SSO reduces the number of passwords employees need to remember, which directly lowers the risk of password reuse and weak credentials across applications. For enterprise buyers, SSO support is frequently a hard requirement when evaluating SaaS products, making it a commercially significant feature for software vendors. IT administrators gain centralized visibility into who has access to which applications and can revoke all access in a single action when an employee departs.
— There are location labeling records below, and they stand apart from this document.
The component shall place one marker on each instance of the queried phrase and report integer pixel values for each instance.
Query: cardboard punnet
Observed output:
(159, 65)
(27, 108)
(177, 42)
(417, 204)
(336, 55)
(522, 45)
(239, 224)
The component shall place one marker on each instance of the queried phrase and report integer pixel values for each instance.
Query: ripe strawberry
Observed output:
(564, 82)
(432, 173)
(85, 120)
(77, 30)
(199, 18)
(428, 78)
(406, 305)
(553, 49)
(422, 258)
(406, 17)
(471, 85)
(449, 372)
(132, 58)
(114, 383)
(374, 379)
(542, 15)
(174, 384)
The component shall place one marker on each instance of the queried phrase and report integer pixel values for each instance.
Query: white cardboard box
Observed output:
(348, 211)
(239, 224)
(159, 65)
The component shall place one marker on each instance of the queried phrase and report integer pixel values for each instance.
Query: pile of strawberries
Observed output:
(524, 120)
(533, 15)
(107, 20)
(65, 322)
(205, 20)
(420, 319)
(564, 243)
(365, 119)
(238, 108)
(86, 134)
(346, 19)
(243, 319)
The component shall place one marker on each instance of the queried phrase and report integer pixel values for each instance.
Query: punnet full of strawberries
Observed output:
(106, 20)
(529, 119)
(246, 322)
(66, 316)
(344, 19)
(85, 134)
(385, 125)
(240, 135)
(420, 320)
This strengthens the organization's security posture and simplifies compliance with regulations such as GDPR, SOC 2, and ISO 27001. Additionally, a centralized audit trail through the IdP provides full traceability of who accessed which application and when, which is invaluable during incident investigations and forensic analysis. Organizations with robust SSO implementations often qualify for lower cyber insurance premiums, as insurers view centralized identity management as a meaningful risk reduction measure. For software vendors targeting enterprise buyers, SSO support is a competitive differentiator: products without it are frequently eliminated during procurement evaluation stages.
Teams often implement SSO without proper session management, allowing stale tokens to persist long after a user has been deactivated in the IdP. Single logout (SLO) is frequently neglected, meaning that signing out of one application leaves sessions active in all others. Another common error is failing to test edge cases such as expired tokens, IdP downtime, and user behavior when the browser is closed mid-authentication flow. SCIM provisioning is sometimes skipped, forcing IT to manually create and delete accounts, which increases the risk of orphaned accounts for departed employees. Session fixation is another overlooked vulnerability: if the application does not generate a fresh session ID after successful authentication, an attacker can hijack a pre-established session. Certificate management is also commonly neglected; teams forget to rotate SAML signing certificates before expiration, causing sudden authentication failures across all connected applications. Finally, some teams skip error handling in SCIM webhook integrations, which means provisioning failures go undetected and new employees are left without access.